"É uma ocasião histórica que não deve ser desperdiçada", ressaltou Staffan de Mistura.
"Estamos aqui para as negociações", disse à AFP Monzer Makhous, porta-voz da principal coalizão da oposição, o Alto Comitê de Negociações (ACN), que chegou na noite anterior, em Genebra.
Ao meio-dia, a delegação do ACN se reuniu informalmente com Staffan de Mistura, em um hotel na cidade.
O ACN ameaçou no sábado se retirar do processo, caso a situação humanitária não melhore na Síria, e reiterou suas exigências: o levantamento dos cercos, fim dos ataques contra civis e a libertação dos detidos.
No terreno, a violência não dá trégua. Três explosões mataram ao menos 45 pessoas perto de uma mesquita xiita no sul de Damasco.
Neste contexto, os sentimentos são "mistos" na delegação do ACN, segundo Makhous. "Nós não temos garantias" sobre os gestos humanitários exigidos. "Há promessas, mas nós não acreditam mais nas promessas", ressaltou.
Segundo ele, o ACN, que reúne opositores políticos e representantes de grupos armados, também deve se renuir neste domingo com diplomatas dos principais países ocidentais envolvidos na questão síria.
Por sua vez, a delegação do regime, liderada pelo embaixador sírio na ONU, Bashar al-Jaafari, e que permaneceu em silêncio desde a sua chegada em Genebra na sexta-feira, deverá realizar a sua primeira coletiva de imprensa nesta tarde.
De Mistura espera fazer com que o regime e a oposição iniciem um processo de negociações indiretas. Ele planejou um processo com uma duração de seis meses, prazo fixado pelas Nações Unidas para alcançar uma autoridade de transição que irá organizar eleições em meados de 2017.
Mas o desejo da ONU parece muito difícil de ser concretizado, uma vez que a desconfiança e o ressentimento dominam as duas partes.
'Acabar com o sofrimento'
Desde março de 2011, a guerra na Síria fez mais de 260.000 milhões de mortos e forçou milhões de pessoas a deixar suas casas. E todos os dias, o número de mortos aumenta.
No sábado, a organização Médicos Sem Fronteiras anunciou que 46 pessoas morreram de fome desde 1º de dezembro na cidade de Madaya, perto de Damasco, onde 40.000 pessoas vivem sitiadas pelo regime.
Além desta cidade, 13 outras localidades estão cercadas pelo regime, os rebeldes ou os jihadistas do Estado Islâmico (EI), segundo a ONU.

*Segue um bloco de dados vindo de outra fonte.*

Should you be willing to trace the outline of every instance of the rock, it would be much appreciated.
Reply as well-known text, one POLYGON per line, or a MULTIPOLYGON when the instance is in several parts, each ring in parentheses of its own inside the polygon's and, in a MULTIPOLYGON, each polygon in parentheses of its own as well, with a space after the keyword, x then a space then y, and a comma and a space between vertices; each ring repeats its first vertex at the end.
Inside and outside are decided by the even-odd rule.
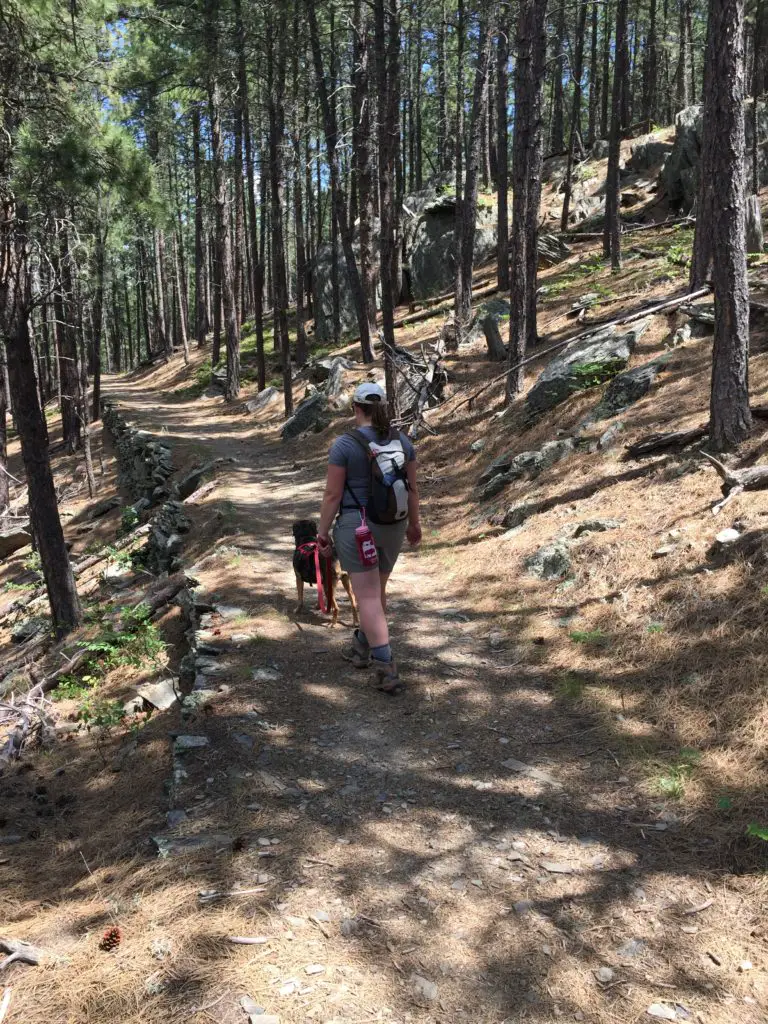
POLYGON ((616 956, 623 956, 625 959, 634 959, 636 956, 640 956, 645 949, 646 945, 642 939, 630 939, 616 949, 616 956))
POLYGON ((158 711, 168 711, 178 700, 177 687, 178 679, 160 679, 156 683, 137 686, 136 693, 158 711))
POLYGON ((176 736, 173 741, 174 754, 188 754, 189 751, 201 751, 210 745, 208 736, 176 736))
POLYGON ((248 401, 243 403, 243 411, 245 413, 263 413, 264 410, 269 409, 276 401, 280 401, 282 391, 276 387, 266 387, 263 391, 259 391, 257 395, 253 398, 249 398, 248 401))
POLYGON ((560 863, 557 860, 542 860, 540 866, 550 874, 572 874, 573 867, 570 864, 560 863))
POLYGON ((153 843, 158 848, 158 854, 167 857, 181 857, 188 853, 222 853, 231 850, 234 840, 226 833, 208 833, 202 836, 187 836, 174 839, 171 836, 153 836, 153 843))
POLYGON ((672 142, 665 142, 655 135, 643 135, 632 142, 628 167, 635 174, 647 174, 648 171, 660 174, 673 148, 672 142))
POLYGON ((50 628, 50 620, 44 618, 41 615, 36 615, 33 618, 26 618, 18 626, 13 628, 13 632, 10 635, 11 643, 27 643, 28 640, 32 640, 33 637, 39 636, 43 630, 50 628))
POLYGON ((651 555, 651 558, 667 558, 667 556, 671 555, 674 552, 674 550, 675 550, 674 544, 665 544, 660 548, 656 548, 656 550, 651 555))
POLYGON ((715 543, 719 544, 721 548, 727 548, 730 544, 735 544, 736 541, 741 539, 741 535, 737 529, 729 527, 728 529, 721 529, 718 536, 715 538, 715 543))
POLYGON ((535 479, 545 469, 567 458, 575 446, 574 437, 562 437, 556 441, 547 441, 538 452, 521 452, 519 455, 505 452, 482 472, 479 482, 490 482, 498 476, 504 477, 504 485, 523 476, 535 479))
POLYGON ((103 501, 93 506, 88 514, 88 518, 91 520, 100 519, 101 516, 114 511, 114 509, 119 509, 122 504, 122 498, 104 498, 103 501))
POLYGON ((621 529, 623 525, 622 519, 585 519, 573 527, 570 536, 575 540, 585 534, 604 534, 608 529, 621 529))
POLYGON ((519 505, 510 505, 502 516, 501 525, 512 529, 522 526, 526 519, 536 515, 540 509, 537 502, 520 502, 519 505))
POLYGON ((327 410, 328 398, 325 394, 318 391, 316 394, 310 395, 300 402, 293 416, 289 420, 286 420, 281 431, 281 437, 284 441, 287 441, 319 425, 323 425, 325 428, 327 410))
POLYGON ((569 395, 615 377, 629 362, 649 324, 649 318, 640 321, 623 334, 615 327, 605 328, 571 342, 540 374, 526 398, 528 412, 540 415, 569 395))
POLYGON ((677 1020, 677 1012, 666 1002, 651 1002, 645 1012, 649 1017, 656 1017, 663 1021, 677 1020))
POLYGON ((531 765, 526 765, 522 761, 517 761, 515 758, 507 758, 506 761, 502 761, 502 766, 504 768, 509 768, 519 775, 526 775, 528 778, 532 778, 537 782, 543 782, 545 785, 551 785, 556 790, 561 788, 560 782, 553 778, 549 772, 542 771, 541 768, 534 768, 531 765))
POLYGON ((0 534, 0 561, 32 544, 32 537, 20 526, 0 534))
POLYGON ((660 359, 652 359, 642 367, 635 367, 614 377, 597 407, 597 418, 610 419, 611 416, 622 413, 629 406, 644 398, 667 360, 667 356, 662 356, 660 359))
POLYGON ((437 985, 422 978, 420 974, 411 975, 411 987, 417 998, 426 999, 427 1002, 434 1002, 437 998, 437 985))
POLYGON ((538 580, 562 580, 570 572, 570 555, 562 541, 546 544, 525 559, 525 571, 538 580))
MULTIPOLYGON (((701 162, 702 109, 687 106, 675 119, 675 142, 662 174, 662 181, 671 203, 683 210, 690 210, 698 191, 698 174, 701 162)), ((746 145, 744 163, 752 174, 753 112, 752 100, 744 103, 744 129, 746 145)), ((768 184, 768 105, 758 103, 758 174, 760 186, 768 184)), ((750 179, 751 180, 751 179, 750 179)))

Os civis também sofrem com os bombardeamentos do exército, mas também do seu aliado russo, que, segundo o Observatório Sírio dos Direitos Humanos (OSDH), mataram quase 1.400 civis desde o início de sua ação em setembro.
Com a guerra, a Síria também se tornou uma terra de jihad, e a ameaça terrorista para a comunidade internacional foi incorporada pelo Estado Islâmico. Mas, para o regime de Bashar al-Assad e seu aliado russo, todos os rebeldes são considerados terroristas.
"A diplomacia não consiste em se perguntar quem está sentado à mesa, mas saber quem quer realmente acabar com o sofrimento", considerou um porta-voz do ACN, Salem al-Meslet, em um comunicado.